The natural history of LBD, like Alzheimer’s disease, varies significantly among patients. Some progress slowly, others more quickly.
The average duration of illness is 5-7 years after enough symptoms present for a diagnosis to be made.
There are no formally defined stages of LBD like there are in Alzheimer’s disease.
Efforts are underway to define the mild cognitive impairment stage of LBD, to allow for an earlier diagnosis.
Due to the low public awareness of LBD, most patients and families will first be introduced to it at the time of diagnosis.
Information about LBD, referrals to community services, and discussions about advanced care planning for the future are important immediately after diagnosis.
An accurate diagnosis of LBD is imperative for educating patients and caregivers about the unique clinical needs of LBD patients.
Many patients and families have benefitted from locating physicians who are experienced in recognizing and managing the complexities of LBD.
The way in which LBD progresses varies from person to person.
Some people experience a gradual worsening of LBD symptoms, while others experience periods of more rapid decline.
Often LBD cognitive and behavioral symptoms worsen temporarily, because of pain, infection or other medical problem, but may improve once the problem is resolved. And while some LBD treatments may lesson certain symptoms for a period, there is no cure for LBD.
The average duration of LBD (from the time of diagnosis to death) is 5 to 7 years and final stage Lewy Body Dementia.
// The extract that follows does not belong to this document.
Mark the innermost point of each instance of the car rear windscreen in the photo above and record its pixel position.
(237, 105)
The initial symptoms of LBD can vary by the individual, and may include either visual hallucinations, acting out dreams or other sleep disturbances, cognitive impairment, or parkinsonian motor signs (these signs include tremor, rigidity, and problems with balance and movement).
In general, the symptoms of LBD get worse as the disease progresses over a period of years, but there may be times when symptoms suddenly become much worse or mental abilities may fluctuate unpredictably.
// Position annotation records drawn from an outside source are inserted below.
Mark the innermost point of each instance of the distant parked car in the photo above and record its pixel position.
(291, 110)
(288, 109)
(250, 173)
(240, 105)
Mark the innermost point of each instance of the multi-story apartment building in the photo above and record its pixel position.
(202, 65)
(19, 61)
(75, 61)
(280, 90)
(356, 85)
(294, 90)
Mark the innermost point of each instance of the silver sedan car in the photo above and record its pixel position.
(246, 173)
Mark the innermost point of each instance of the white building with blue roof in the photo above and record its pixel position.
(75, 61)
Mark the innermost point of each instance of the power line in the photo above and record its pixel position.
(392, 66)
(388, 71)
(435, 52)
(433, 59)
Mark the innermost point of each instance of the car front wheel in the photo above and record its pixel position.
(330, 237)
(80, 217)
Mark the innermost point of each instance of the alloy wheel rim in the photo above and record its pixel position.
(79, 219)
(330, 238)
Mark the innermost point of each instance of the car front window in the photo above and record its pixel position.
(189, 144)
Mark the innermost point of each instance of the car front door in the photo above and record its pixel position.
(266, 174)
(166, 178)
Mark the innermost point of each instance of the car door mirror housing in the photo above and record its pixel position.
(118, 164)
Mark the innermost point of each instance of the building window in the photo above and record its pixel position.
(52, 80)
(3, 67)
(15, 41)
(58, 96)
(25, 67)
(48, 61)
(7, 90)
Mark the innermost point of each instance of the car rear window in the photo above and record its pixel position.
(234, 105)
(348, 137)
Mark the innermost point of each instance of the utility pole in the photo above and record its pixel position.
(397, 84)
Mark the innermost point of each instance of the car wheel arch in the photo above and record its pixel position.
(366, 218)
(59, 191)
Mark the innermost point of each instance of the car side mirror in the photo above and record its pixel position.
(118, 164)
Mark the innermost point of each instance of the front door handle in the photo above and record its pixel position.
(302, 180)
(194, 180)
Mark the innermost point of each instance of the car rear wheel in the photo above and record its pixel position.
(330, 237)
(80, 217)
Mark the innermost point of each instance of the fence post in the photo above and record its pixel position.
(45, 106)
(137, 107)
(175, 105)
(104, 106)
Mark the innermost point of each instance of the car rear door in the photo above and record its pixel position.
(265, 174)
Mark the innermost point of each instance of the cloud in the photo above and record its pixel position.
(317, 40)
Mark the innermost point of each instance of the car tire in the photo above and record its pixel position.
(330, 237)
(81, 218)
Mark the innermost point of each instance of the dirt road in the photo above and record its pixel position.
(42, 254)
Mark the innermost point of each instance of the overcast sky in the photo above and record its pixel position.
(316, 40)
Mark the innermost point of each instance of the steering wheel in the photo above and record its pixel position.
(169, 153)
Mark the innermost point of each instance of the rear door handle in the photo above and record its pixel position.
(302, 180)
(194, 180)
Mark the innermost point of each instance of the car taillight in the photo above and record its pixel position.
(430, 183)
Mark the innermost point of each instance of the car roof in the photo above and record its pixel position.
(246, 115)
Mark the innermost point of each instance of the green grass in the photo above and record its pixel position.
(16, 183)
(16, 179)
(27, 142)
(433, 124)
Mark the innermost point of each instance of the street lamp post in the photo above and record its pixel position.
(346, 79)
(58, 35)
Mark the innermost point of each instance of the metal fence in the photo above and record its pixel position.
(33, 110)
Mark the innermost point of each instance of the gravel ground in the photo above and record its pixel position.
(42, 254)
Medications that have anticholinergic or antipsychotic properties should be used cautiously, if at all, and may cause sudden and sometimes severe deterioration.
In the later stages of the disease, people with LBD are not able to do the basic self-care activities such as bathing, dressing, or toileting and often have increasing difficulties with movement that can affect walking, talking, and swallowing.
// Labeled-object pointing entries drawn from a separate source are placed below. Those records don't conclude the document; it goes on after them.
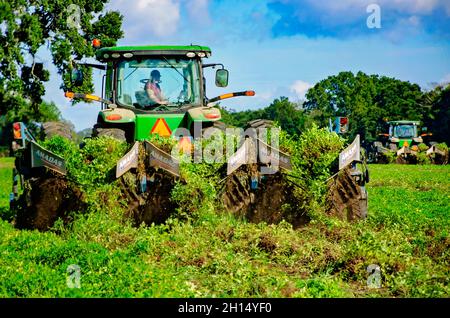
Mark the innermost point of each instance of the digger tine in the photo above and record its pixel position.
(160, 159)
(273, 156)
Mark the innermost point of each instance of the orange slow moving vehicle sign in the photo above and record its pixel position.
(161, 128)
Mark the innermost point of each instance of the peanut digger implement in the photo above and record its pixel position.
(256, 169)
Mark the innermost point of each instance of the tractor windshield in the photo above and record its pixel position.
(405, 131)
(151, 82)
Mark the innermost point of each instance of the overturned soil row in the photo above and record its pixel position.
(345, 197)
(155, 204)
(46, 199)
(272, 201)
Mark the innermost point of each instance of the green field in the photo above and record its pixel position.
(406, 235)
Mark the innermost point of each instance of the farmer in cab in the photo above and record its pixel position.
(154, 90)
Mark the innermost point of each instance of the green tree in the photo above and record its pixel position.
(437, 117)
(66, 28)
These more severe problems also make it more difficult for the person with LBD to communicate or participate in activities and may cause weight loss, aspiration pneumonia, or falls that result in broken hips or wrists.
When a person with LBD needs constant care to meet their basic needs (like feeding and toileting) and their quality of life is greatly reduced, it is an appropriate time to consider a hospice program.